Traditionally, writers and poets have been some of the most emotional people in society. In my past I’ve tried to be stoic, not getting too emotional about things, but the older I get, the more emotional I become. This can be a good thing because it develops compassion and empathy, a love for other people, even when you don’t know them. The truth is, I’ve always been an emotional person, I just tried to hide it. These days however, there’s no hiding it. The other day I watched a video of a donkey greeting the women who raised him, whom he hadn’t seen in a long time and I had tears running down my cheeks. Tears! Part of the issue with that particular video was the donkey. I have a great love for animals. Especially domesticated animals. I love all animals but I feel more affinity toward domesticated animals due to their underdog status. They’re not free. We keep them in fences and cages. We keep them tied up. We teach them to obey.

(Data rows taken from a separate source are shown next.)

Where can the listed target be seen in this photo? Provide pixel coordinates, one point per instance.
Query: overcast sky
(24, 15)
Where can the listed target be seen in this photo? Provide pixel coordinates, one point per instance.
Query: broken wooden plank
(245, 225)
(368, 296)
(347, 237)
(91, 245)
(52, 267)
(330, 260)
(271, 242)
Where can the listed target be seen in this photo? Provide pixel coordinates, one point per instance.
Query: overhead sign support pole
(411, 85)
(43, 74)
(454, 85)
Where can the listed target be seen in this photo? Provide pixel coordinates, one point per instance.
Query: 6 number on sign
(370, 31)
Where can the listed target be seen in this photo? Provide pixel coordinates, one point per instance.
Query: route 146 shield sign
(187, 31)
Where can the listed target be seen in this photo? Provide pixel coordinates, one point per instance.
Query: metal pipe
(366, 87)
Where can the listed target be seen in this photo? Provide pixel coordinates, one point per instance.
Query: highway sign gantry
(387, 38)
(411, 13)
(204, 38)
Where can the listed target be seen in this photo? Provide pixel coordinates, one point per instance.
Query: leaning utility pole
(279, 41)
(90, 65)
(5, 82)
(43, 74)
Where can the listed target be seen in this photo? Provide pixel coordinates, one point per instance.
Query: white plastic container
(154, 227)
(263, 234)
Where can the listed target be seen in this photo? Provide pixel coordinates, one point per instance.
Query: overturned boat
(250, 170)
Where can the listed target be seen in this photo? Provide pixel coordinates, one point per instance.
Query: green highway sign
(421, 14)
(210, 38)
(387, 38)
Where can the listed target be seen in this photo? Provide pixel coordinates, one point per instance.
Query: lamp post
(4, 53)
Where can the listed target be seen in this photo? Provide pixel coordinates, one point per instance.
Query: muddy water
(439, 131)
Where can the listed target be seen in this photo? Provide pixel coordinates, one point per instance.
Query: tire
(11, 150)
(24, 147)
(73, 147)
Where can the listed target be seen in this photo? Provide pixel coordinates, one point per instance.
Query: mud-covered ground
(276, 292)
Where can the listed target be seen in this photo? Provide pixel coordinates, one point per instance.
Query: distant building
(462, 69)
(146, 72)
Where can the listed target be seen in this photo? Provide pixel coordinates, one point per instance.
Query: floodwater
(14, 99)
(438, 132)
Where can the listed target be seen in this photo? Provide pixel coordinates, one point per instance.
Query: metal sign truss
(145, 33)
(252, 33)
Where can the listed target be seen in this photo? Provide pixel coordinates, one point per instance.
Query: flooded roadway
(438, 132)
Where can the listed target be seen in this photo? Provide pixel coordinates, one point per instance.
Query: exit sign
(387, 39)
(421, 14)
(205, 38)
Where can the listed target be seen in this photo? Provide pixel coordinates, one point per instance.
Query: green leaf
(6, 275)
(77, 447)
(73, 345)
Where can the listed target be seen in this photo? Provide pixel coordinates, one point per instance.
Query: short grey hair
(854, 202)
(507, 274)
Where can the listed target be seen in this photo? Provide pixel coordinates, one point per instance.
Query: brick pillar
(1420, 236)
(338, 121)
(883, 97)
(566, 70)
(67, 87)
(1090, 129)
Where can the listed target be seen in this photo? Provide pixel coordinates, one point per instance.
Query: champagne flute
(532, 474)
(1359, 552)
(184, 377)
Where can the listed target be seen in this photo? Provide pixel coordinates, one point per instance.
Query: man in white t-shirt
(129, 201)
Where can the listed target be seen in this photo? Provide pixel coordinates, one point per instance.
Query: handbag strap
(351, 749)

But I’m not writing about animals today, I’m writing about people. I love the underdog. The ones who are kept back, beaten down, taken advantage of, left behind. Those underdogs. And I root for them. Usually the underdogs have the non traditional ideas. The ideas of compassion and empathy. The ideas that cause other people to squirm and feel uncomfortable. The emotional ideas. Like loving your neighbor, and sharing what you have to help others. Others that you don’t even know. The ones who cry at other people’s pain.
When I was a kid, and forced to participate in phys ed class, whenever we did team sports I always rooted for the other team. I didn’t want to celebrate a victory because it felt like rubbing it in the faces of those who lost. Which is strange because when the other team won and celebrated their win, I didn’t feel like they were rubbing it in my face that I lost. I just didn’t want to win over someone else. I cared about the underdog. Even if it was me, I guess. So yeah, I guess I’ve been an emotional wreck my whole life. But I wouldn’t trade it for anything. I can’t imagine what it’s like not to feel. Not to care. And I don’t want to know. I’m perfectly happy getting teared up over an animal video. Or over people in cages.
In the political climate we find ourselves in today, we need more underdogs. We need more writers and poets. We need more compassion and empathy. We need more people to get fired up and use their energy for change. The emotionless are trying to take over. Trying to cover the land in a blanket of fear and we can’t let them do that. We need to remember the basic principals of goodness and decency. We need to care, even to the point of tears running down our cheeks. And beyond.